It’s been on my mind a while, how out ward looking I’ve been.
I’ve been so focused, and so dragged into this world, and what the world portrays as an attractive person, I have forgotten what the contents of my heart, and my soul might look like.
A couple of weeks ago, I came across a quote on social media that said something of the lines of, if people could see your heart and soul right now, would you want them to see it?
Over the past few days, it’s been pondering on my mind. IF, people could see my heart and soul. What would they see? What would they see inside of me? The more I thought about it the more I realized, yes it looked unattractive.
Living with ongoing illness, has somehow, changed me. The last couple of years, has caused me to become bitter, to become angry and to become resentful. My heart, and my soul even my mind must look pretty broken, and pretty chewed up on these negative thoughts.

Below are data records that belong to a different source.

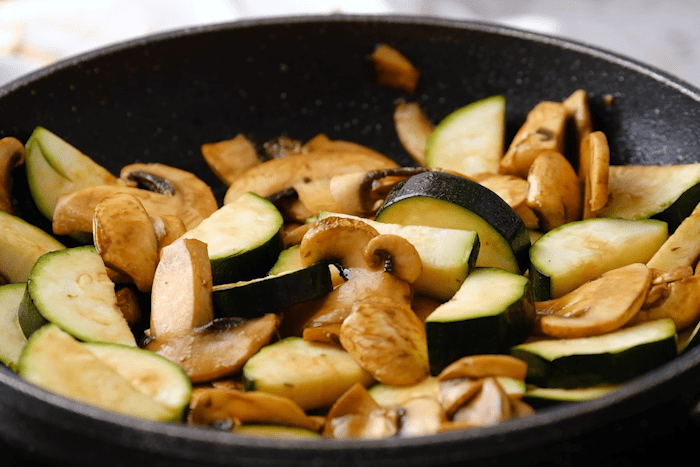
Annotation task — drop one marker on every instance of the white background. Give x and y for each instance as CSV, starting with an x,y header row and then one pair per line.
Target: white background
x,y
665,34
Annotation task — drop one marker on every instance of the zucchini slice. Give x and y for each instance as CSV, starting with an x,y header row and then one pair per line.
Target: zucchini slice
x,y
242,238
311,374
71,289
21,244
606,359
273,293
668,193
13,339
121,379
55,167
570,255
439,199
448,255
470,140
492,311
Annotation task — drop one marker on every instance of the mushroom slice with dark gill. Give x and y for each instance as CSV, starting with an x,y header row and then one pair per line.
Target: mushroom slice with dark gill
x,y
355,415
230,408
596,307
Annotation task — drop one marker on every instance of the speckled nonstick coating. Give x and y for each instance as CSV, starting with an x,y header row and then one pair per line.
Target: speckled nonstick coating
x,y
159,98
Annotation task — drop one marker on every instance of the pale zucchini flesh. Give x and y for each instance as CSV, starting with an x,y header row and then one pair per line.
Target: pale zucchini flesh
x,y
448,255
57,362
242,238
21,244
71,289
667,192
577,252
13,339
55,167
493,310
610,358
471,139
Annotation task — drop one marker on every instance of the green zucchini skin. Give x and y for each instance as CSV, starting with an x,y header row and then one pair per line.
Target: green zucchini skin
x,y
679,209
239,251
471,196
493,329
574,368
271,294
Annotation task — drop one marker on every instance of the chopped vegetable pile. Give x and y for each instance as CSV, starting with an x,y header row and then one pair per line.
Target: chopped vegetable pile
x,y
336,294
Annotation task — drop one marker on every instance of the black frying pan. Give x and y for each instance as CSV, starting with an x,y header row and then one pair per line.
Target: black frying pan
x,y
159,98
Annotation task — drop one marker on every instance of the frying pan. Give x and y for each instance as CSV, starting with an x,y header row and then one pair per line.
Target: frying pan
x,y
159,98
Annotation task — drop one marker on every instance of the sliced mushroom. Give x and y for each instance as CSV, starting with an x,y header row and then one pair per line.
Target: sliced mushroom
x,y
388,341
219,406
281,146
355,415
181,293
413,129
182,195
490,406
11,155
554,192
544,130
393,69
421,416
228,158
362,193
196,198
276,175
594,162
128,303
682,248
217,349
337,239
168,229
454,393
125,238
676,299
393,254
480,366
597,307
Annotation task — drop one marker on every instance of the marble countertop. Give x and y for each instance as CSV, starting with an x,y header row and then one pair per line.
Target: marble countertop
x,y
662,33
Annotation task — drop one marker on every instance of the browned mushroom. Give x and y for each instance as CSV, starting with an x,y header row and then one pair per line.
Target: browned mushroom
x,y
180,193
355,415
596,307
594,163
230,407
682,247
393,69
421,416
11,155
228,158
554,192
219,348
276,175
124,236
677,298
181,293
490,406
413,129
543,130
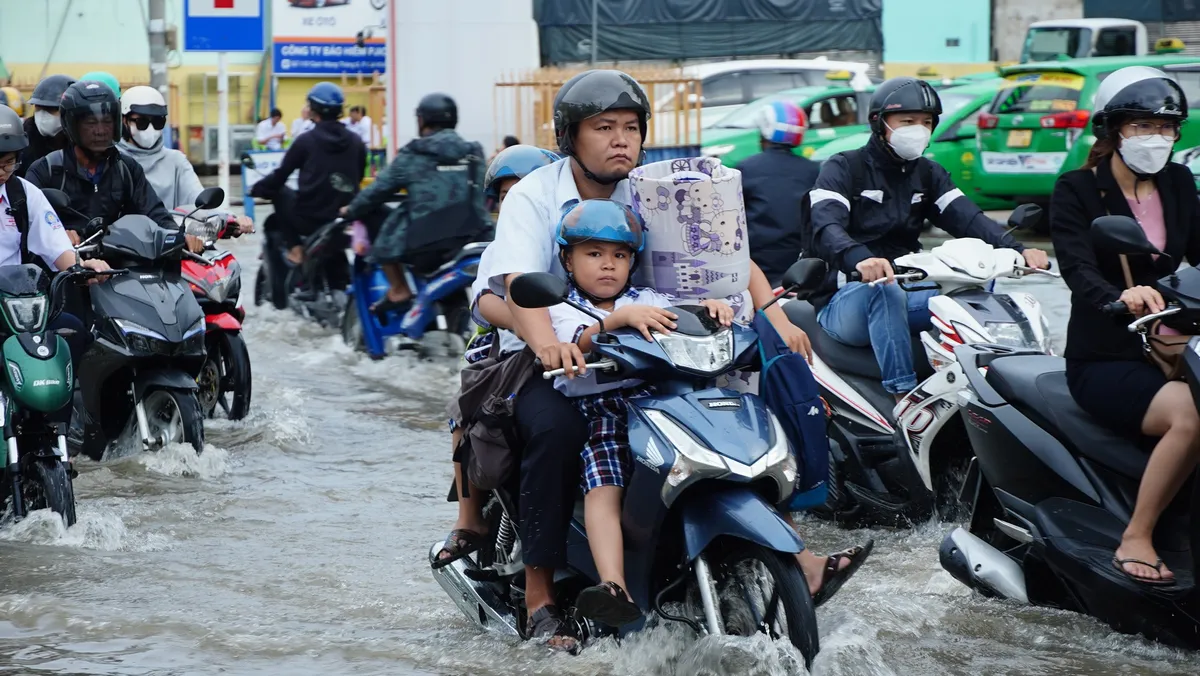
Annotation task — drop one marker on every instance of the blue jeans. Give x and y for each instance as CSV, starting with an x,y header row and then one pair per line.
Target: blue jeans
x,y
883,317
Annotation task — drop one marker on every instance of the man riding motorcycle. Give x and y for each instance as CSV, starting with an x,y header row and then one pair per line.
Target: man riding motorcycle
x,y
101,183
43,127
174,180
444,209
867,209
328,149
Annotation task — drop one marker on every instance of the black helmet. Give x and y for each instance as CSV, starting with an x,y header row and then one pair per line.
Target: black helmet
x,y
903,95
1137,91
592,93
327,100
48,93
89,97
12,132
438,111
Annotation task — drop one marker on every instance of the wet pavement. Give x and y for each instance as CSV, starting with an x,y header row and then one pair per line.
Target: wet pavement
x,y
297,544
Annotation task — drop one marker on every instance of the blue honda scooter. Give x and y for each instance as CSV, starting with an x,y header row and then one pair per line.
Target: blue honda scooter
x,y
699,520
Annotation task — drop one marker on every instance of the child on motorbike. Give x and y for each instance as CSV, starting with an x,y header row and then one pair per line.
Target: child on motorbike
x,y
600,241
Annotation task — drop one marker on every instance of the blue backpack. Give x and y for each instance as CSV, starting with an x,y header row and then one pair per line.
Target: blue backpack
x,y
787,387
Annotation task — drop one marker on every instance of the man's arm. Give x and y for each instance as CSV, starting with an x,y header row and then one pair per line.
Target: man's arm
x,y
831,202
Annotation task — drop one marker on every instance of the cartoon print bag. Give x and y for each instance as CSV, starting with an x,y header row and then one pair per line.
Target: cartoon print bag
x,y
696,244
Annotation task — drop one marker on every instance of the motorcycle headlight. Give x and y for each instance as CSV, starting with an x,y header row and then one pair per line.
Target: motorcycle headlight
x,y
1011,335
701,354
25,313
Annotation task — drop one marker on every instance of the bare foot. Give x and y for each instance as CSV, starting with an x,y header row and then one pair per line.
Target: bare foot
x,y
1143,549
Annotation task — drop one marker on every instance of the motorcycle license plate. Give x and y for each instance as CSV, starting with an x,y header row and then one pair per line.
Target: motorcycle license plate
x,y
1020,138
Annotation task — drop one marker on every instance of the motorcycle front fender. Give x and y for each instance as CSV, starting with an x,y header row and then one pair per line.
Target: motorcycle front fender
x,y
735,512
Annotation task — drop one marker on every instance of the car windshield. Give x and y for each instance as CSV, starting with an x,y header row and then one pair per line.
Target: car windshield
x,y
1038,93
1047,43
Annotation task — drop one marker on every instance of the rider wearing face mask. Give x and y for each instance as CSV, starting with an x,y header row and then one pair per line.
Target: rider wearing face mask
x,y
43,127
868,208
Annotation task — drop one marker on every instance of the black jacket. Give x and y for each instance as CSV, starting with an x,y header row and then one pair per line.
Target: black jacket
x,y
1095,277
119,191
774,183
883,217
39,147
327,149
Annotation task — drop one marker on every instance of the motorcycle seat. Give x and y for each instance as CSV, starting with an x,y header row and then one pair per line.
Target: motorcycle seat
x,y
1037,387
846,358
473,249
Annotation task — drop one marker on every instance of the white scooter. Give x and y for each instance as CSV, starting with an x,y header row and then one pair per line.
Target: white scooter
x,y
892,461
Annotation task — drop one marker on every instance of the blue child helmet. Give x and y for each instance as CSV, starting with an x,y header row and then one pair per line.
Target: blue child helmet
x,y
601,220
327,100
515,162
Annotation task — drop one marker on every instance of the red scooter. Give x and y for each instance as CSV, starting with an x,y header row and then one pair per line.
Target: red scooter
x,y
215,277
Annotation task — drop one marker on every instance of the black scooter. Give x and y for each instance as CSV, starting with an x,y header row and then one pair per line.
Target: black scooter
x,y
137,381
1053,490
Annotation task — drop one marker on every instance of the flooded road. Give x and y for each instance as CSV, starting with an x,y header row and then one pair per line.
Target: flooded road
x,y
297,544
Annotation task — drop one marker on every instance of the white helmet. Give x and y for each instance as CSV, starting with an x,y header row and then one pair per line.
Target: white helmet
x,y
143,101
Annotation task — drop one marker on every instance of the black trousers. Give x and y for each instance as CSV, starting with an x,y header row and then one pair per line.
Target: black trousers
x,y
553,432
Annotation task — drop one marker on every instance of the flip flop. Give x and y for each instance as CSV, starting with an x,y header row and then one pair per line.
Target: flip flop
x,y
607,604
547,622
835,578
1119,563
460,543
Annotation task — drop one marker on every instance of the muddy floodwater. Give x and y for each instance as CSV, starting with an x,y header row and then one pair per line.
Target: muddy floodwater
x,y
297,544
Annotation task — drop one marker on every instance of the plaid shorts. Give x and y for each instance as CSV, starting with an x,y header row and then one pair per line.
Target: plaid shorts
x,y
606,454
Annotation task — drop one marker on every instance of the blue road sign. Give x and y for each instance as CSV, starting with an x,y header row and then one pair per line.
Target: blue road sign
x,y
223,25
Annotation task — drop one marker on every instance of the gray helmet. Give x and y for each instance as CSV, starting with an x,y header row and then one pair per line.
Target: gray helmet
x,y
48,93
12,132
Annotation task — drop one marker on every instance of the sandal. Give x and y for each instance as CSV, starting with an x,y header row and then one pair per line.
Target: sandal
x,y
460,543
547,622
607,604
834,576
1119,563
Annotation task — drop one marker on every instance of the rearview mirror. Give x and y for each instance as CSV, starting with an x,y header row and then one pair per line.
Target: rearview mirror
x,y
1121,234
57,198
805,274
1025,216
340,183
210,198
538,289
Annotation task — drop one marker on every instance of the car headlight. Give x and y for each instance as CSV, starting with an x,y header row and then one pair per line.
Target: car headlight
x,y
701,354
717,150
25,313
1011,335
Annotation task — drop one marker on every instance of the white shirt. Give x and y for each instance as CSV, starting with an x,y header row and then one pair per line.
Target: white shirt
x,y
46,234
268,129
527,228
361,127
569,323
300,125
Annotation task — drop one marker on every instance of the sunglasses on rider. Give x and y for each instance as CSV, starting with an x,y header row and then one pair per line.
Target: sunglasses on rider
x,y
143,123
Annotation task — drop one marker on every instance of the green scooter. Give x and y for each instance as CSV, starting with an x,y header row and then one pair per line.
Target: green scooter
x,y
39,380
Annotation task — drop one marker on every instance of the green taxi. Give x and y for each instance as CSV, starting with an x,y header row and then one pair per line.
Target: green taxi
x,y
833,112
953,145
1039,123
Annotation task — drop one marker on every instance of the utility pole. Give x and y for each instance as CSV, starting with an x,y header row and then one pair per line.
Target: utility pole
x,y
159,57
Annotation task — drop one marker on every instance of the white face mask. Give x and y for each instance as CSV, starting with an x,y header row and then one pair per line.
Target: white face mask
x,y
910,141
1146,154
48,124
145,138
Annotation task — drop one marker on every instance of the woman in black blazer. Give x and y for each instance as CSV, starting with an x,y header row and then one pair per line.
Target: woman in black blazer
x,y
1137,121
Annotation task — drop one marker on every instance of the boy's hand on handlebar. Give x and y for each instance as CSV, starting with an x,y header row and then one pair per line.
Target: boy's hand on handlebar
x,y
562,356
719,310
1143,300
645,318
876,269
1036,258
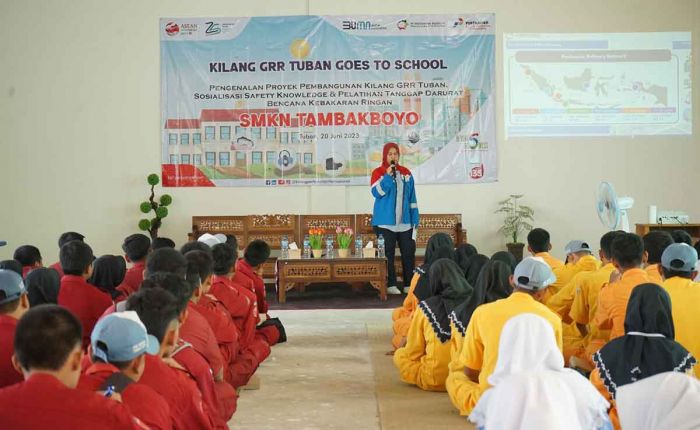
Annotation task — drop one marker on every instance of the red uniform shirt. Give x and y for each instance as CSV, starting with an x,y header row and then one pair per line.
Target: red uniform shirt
x,y
181,393
144,403
8,374
44,402
132,279
85,301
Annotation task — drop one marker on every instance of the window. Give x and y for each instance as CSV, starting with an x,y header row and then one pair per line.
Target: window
x,y
224,158
211,158
225,132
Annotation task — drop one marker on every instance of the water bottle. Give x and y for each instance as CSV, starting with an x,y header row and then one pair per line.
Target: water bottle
x,y
284,247
329,247
307,247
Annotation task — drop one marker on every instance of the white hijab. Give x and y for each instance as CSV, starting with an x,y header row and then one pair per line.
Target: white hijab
x,y
531,387
665,401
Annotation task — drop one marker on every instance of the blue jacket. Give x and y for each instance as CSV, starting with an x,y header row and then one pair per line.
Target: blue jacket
x,y
385,200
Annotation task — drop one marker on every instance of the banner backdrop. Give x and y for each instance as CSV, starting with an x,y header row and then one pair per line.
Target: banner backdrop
x,y
300,100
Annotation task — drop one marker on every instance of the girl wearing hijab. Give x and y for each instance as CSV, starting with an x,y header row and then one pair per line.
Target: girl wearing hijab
x,y
107,274
395,213
424,360
665,401
439,245
42,286
646,349
531,389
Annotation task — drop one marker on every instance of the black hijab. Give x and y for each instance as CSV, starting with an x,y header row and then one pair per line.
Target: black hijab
x,y
42,286
449,289
647,348
108,272
493,283
505,257
440,245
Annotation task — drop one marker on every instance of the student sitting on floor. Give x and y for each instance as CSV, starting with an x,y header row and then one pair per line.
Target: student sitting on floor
x,y
108,272
530,388
424,360
47,399
159,312
439,246
42,286
539,246
480,350
647,347
13,304
66,237
678,269
665,401
627,255
654,244
118,347
29,257
136,248
86,301
587,286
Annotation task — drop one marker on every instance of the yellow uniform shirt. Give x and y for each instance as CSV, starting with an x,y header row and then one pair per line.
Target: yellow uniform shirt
x,y
480,349
424,360
685,306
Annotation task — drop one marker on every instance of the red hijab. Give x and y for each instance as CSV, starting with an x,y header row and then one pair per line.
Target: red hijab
x,y
379,171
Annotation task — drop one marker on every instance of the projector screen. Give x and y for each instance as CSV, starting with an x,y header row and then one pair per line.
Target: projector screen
x,y
597,84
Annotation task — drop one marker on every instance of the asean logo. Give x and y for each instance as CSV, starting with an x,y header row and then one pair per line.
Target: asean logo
x,y
172,28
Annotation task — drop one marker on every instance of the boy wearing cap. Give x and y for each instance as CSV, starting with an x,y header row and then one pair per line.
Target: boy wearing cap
x,y
62,240
627,256
678,270
118,345
479,352
539,246
655,242
86,301
136,248
47,399
14,303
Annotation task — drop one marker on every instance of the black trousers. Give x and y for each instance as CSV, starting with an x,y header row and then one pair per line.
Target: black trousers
x,y
408,253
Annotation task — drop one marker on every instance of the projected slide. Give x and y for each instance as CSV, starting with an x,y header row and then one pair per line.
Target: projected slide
x,y
606,84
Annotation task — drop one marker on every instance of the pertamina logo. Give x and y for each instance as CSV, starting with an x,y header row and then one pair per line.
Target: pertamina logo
x,y
171,28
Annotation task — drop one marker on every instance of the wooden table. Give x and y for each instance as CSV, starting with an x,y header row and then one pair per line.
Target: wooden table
x,y
291,273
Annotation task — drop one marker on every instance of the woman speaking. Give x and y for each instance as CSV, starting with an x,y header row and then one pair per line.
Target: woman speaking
x,y
395,213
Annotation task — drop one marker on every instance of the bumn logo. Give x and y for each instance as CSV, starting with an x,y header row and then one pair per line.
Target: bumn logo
x,y
212,28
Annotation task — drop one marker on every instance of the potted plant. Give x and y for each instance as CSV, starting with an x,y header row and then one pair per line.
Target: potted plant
x,y
517,219
316,241
344,238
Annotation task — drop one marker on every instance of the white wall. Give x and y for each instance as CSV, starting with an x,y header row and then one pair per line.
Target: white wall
x,y
80,125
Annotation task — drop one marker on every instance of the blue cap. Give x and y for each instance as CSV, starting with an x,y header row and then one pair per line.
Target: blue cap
x,y
121,336
12,285
533,274
679,256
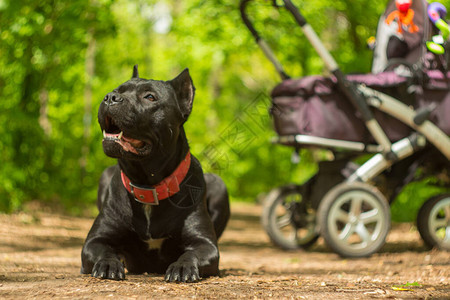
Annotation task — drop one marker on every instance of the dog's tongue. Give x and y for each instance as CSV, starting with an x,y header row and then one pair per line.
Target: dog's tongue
x,y
128,144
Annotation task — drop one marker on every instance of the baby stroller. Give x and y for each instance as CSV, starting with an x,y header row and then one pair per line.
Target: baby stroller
x,y
399,113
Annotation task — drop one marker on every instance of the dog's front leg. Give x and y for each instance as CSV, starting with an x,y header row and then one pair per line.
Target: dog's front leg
x,y
194,264
99,258
201,256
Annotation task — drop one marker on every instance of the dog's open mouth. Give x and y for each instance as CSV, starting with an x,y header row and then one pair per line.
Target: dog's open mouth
x,y
115,134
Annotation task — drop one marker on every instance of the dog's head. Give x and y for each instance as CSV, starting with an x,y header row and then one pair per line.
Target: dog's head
x,y
141,115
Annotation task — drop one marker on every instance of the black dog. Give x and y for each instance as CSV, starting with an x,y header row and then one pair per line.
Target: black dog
x,y
158,212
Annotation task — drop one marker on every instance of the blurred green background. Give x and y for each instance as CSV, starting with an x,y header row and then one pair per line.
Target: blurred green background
x,y
59,58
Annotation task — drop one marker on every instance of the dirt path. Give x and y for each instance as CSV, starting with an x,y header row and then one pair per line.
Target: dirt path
x,y
40,258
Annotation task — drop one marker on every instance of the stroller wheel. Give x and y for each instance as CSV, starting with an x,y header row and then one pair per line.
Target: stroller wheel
x,y
288,219
354,219
433,222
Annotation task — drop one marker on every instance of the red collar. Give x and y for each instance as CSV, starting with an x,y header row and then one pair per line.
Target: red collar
x,y
169,186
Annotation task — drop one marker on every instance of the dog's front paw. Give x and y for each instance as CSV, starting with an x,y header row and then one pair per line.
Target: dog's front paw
x,y
182,272
109,268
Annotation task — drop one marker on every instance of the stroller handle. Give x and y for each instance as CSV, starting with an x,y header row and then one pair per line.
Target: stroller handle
x,y
260,42
348,88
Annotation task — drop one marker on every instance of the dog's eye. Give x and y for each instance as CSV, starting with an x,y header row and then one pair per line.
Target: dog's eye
x,y
150,97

It’s made me realize, that I need to make some ‘life’ changing decisions, and not decisions in a medical sense but in a ‘soul’ sense.
I have been imagining what people must think of me, if they saw on an x ray, my emotions, my negativity, and my anger. AND it made me think – WHAT must JESUS think!!!
I know, in these situations, it’s easy to get dragged down with negativity, but I feel the spirit, wants change. Not in just me but in others. He wants us to examine ourselves, He wants us, to forgive, forget, and to look to Him. He wants us to pray more, and focus on what we have rather than the materialistic things that we don’t have.
A couple of verses have come to mind, that we can focus on this week regarding this matter.
Do not conform to the pattern of this world, but be transformed by the renewing of your mind. Then you will be able to test and approve what God’s will is–his good, pleasing and perfect will.
Psalm 139 23
Search me, God, and know my heart; test me and know my anxious thoughts.